Der Schutz der gesetzlichen Unfallversicherung endet, wenn die Haustür nach dem Heimweg durchschritten wurde und sich kein versichertes Risiko mehr verwirklicht.

Das hat das Landessozialgericht Baden-Württemberg mit Urteil vom 12. Dezember 2019 (Aktenzeichen: L 10 U 891/19) entschieden.

In dem verhandelten Sachverhalt ging es um einen Arbeitnehmer, der sich auf dem Heimweg von seinem Arbeitsplatz befand. Nachdem er seinen Pkw in der Hofeinfahrt geparkt hatte und diesen verlassen wollte, sprach er einen Radfahrer an, nicht mittig auf der Fahrbahn zu fahren und andere Verkehrsteilnehmer zu blockieren. Daraufhin gerieten beide aneinander, wobei der Radfahrer den Betroffenen an den Schultern packte und mehrmals in Richtung der Fahrertür stieß. Zu Schlägen und Verletzungen kam es hierbei nicht. Der Radfahrer ließ zunächst von dem Betroffenen ab, kehrte jedoch zurück und drückte mit Gewalt dessen Haustür auf, die dieser bereits von innen fast verschlossen hatte. Er versetzte dem Betroffenen Fausthiebe und schlug mit einem Besenstiel auf sein Gesicht und seinen Körper.

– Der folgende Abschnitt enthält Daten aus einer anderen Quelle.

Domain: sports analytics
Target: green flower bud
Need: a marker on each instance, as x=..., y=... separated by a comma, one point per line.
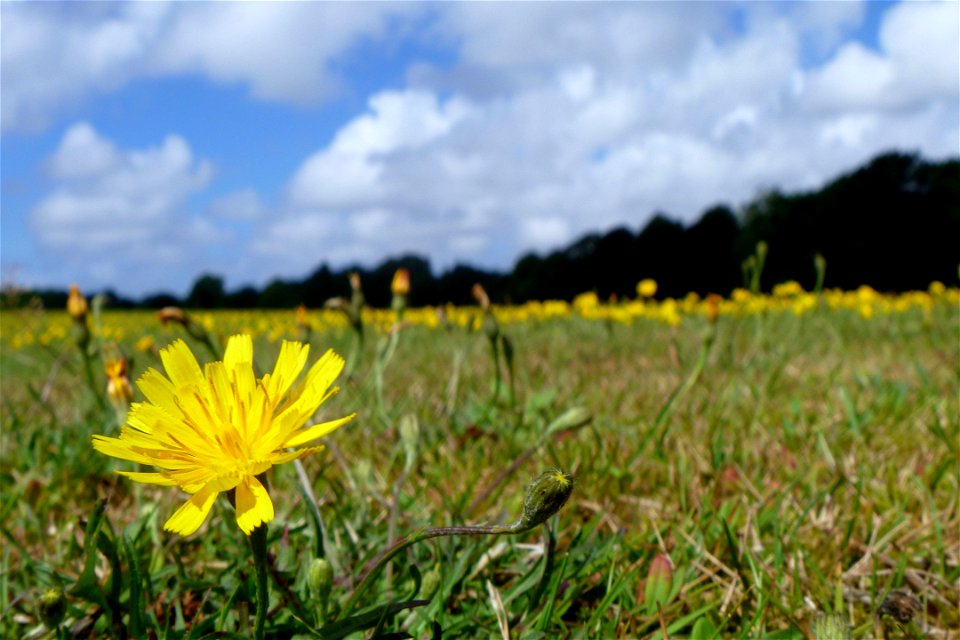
x=545, y=497
x=52, y=608
x=831, y=626
x=320, y=579
x=320, y=583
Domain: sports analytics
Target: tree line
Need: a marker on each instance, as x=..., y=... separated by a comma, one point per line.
x=893, y=224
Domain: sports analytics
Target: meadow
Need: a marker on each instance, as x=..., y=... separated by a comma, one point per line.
x=779, y=465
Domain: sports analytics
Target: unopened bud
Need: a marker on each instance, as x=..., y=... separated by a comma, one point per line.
x=320, y=579
x=480, y=295
x=570, y=419
x=659, y=581
x=173, y=314
x=430, y=584
x=52, y=608
x=401, y=283
x=545, y=497
x=713, y=308
x=831, y=626
x=320, y=582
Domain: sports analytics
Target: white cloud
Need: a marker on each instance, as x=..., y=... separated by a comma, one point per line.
x=112, y=206
x=918, y=62
x=55, y=55
x=244, y=204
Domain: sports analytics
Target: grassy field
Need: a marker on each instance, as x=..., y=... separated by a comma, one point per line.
x=761, y=472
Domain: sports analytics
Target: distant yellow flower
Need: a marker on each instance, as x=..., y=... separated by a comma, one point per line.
x=647, y=287
x=76, y=304
x=118, y=385
x=219, y=428
x=144, y=344
x=401, y=283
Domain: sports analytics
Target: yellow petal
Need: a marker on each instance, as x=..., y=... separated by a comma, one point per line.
x=282, y=457
x=290, y=362
x=191, y=515
x=254, y=506
x=239, y=351
x=304, y=436
x=149, y=478
x=116, y=448
x=180, y=365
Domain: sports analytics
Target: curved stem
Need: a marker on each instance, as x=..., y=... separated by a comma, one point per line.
x=258, y=543
x=386, y=555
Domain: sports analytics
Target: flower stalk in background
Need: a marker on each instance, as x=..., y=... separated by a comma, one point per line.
x=176, y=315
x=545, y=496
x=77, y=309
x=119, y=391
x=353, y=310
x=499, y=342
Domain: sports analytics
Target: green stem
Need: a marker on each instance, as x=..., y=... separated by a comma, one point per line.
x=388, y=554
x=258, y=543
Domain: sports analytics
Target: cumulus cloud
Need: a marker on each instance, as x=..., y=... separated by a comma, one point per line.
x=554, y=123
x=551, y=119
x=55, y=55
x=113, y=206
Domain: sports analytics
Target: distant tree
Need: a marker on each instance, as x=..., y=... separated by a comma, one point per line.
x=207, y=293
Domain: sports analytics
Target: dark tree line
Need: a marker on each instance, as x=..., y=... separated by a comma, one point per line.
x=893, y=224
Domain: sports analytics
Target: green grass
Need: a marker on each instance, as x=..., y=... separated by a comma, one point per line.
x=811, y=467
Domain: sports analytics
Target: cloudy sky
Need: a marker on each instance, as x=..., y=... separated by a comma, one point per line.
x=145, y=143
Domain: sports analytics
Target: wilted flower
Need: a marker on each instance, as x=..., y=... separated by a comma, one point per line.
x=173, y=314
x=219, y=428
x=401, y=283
x=118, y=385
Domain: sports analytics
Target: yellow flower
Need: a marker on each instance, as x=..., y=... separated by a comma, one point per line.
x=647, y=288
x=401, y=283
x=118, y=385
x=219, y=428
x=76, y=304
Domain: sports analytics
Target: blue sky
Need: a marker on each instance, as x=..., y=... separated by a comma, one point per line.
x=146, y=143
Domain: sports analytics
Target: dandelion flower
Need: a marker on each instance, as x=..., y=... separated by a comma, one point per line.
x=647, y=288
x=217, y=429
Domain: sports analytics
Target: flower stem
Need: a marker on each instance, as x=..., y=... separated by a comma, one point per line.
x=258, y=542
x=386, y=555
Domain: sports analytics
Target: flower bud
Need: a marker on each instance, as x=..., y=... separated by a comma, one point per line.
x=430, y=584
x=320, y=579
x=118, y=385
x=831, y=626
x=173, y=314
x=410, y=438
x=52, y=608
x=545, y=496
x=320, y=582
x=77, y=304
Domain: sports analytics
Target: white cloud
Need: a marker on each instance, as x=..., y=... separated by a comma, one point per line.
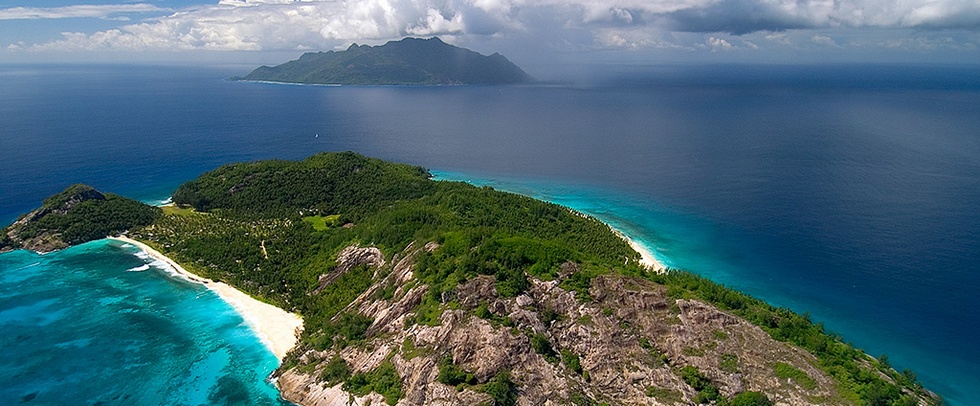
x=719, y=44
x=324, y=24
x=823, y=40
x=78, y=11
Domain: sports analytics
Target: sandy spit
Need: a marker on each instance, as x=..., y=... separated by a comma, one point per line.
x=277, y=328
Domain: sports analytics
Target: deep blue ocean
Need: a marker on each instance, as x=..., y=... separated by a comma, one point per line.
x=848, y=192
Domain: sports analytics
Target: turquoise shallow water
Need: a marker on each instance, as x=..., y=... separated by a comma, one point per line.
x=740, y=259
x=102, y=323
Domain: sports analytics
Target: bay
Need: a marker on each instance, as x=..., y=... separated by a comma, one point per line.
x=849, y=192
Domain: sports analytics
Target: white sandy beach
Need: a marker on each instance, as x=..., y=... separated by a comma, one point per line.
x=646, y=255
x=277, y=328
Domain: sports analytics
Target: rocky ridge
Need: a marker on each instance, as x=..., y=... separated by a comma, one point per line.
x=629, y=344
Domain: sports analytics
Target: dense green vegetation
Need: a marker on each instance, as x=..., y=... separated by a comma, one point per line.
x=859, y=377
x=411, y=61
x=275, y=228
x=77, y=215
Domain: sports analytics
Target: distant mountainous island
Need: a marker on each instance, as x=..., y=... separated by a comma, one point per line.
x=410, y=61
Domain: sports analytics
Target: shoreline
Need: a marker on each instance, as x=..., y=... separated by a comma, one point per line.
x=276, y=328
x=647, y=259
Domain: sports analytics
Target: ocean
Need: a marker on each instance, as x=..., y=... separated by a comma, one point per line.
x=849, y=192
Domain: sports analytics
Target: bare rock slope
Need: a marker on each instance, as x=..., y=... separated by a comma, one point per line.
x=629, y=344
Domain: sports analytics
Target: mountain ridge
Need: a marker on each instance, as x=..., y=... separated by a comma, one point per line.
x=410, y=61
x=416, y=291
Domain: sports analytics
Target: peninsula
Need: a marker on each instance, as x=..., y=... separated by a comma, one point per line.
x=411, y=61
x=414, y=291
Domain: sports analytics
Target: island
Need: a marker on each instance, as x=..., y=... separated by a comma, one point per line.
x=416, y=291
x=411, y=61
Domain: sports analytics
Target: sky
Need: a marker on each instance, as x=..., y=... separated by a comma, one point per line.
x=533, y=33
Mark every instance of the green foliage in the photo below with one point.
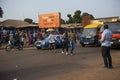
(77, 16)
(28, 20)
(1, 12)
(87, 14)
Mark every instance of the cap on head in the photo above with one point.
(105, 26)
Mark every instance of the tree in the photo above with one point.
(77, 16)
(28, 20)
(1, 12)
(70, 20)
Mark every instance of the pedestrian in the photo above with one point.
(72, 38)
(65, 40)
(51, 38)
(106, 44)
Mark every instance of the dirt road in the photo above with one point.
(33, 64)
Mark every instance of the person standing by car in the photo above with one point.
(65, 42)
(51, 38)
(72, 38)
(105, 44)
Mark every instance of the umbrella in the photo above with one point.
(50, 29)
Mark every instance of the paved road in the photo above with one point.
(33, 64)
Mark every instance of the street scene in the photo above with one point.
(33, 64)
(59, 40)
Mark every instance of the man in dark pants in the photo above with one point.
(106, 43)
(65, 42)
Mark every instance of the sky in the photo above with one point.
(21, 9)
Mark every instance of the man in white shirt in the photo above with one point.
(105, 44)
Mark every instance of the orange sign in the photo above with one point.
(49, 20)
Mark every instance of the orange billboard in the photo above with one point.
(51, 20)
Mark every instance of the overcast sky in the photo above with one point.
(21, 9)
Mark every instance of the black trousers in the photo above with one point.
(65, 45)
(106, 56)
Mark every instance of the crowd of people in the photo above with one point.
(69, 38)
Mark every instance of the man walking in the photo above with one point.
(105, 44)
(72, 38)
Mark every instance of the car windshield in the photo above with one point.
(89, 31)
(114, 27)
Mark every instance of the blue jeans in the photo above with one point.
(72, 44)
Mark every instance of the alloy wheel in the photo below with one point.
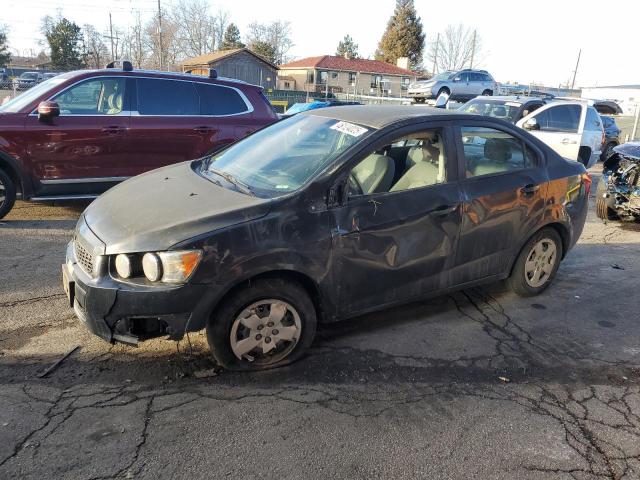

Die Unfallversicherung lehnte es ab, das Ereignis als Arbeitsunfall festzustellen. Es liege kein sachlicher Zusammenhang zwischen dem Streit und der versicherten betrieblichen Tätigkeit vor. Das Klageverfahren verlief für den Kläger erfolglos. Auch das Landessozialgericht Baden-Württemberg wies die Berufung zurück. Die zu den Verletzungen führenden Einwirkungen durch die Schläge mit der Faust und dem Besenstiel erfolgten erst, als der Kläger die Haustür bereits durchschritten hatte. Zu diesem Zeitpunkt war der Arbeitsweg bereits beendet. Ohnehin verwirklichte sich bei dem Angriff kein Risiko, das unter den Schutzzweck der gesetzlichen Unfallversicherung fällt. Der Angriff des Radfahrers stand nicht im inneren Zusammenhang mit dem Zurücklegen des versicherten Weges des Klägers, sondern erfolgte aufgrund einer Zurechtweisung des Verhaltens im Straßenverkehr, also aus rein privaten Gründen. Zu diesem Zeitpunkt hatte der Kläger den öffentlichen Verkehrsraum bereits verlassen und seinen Pkw in der Hoffeinfahrt abgestellt.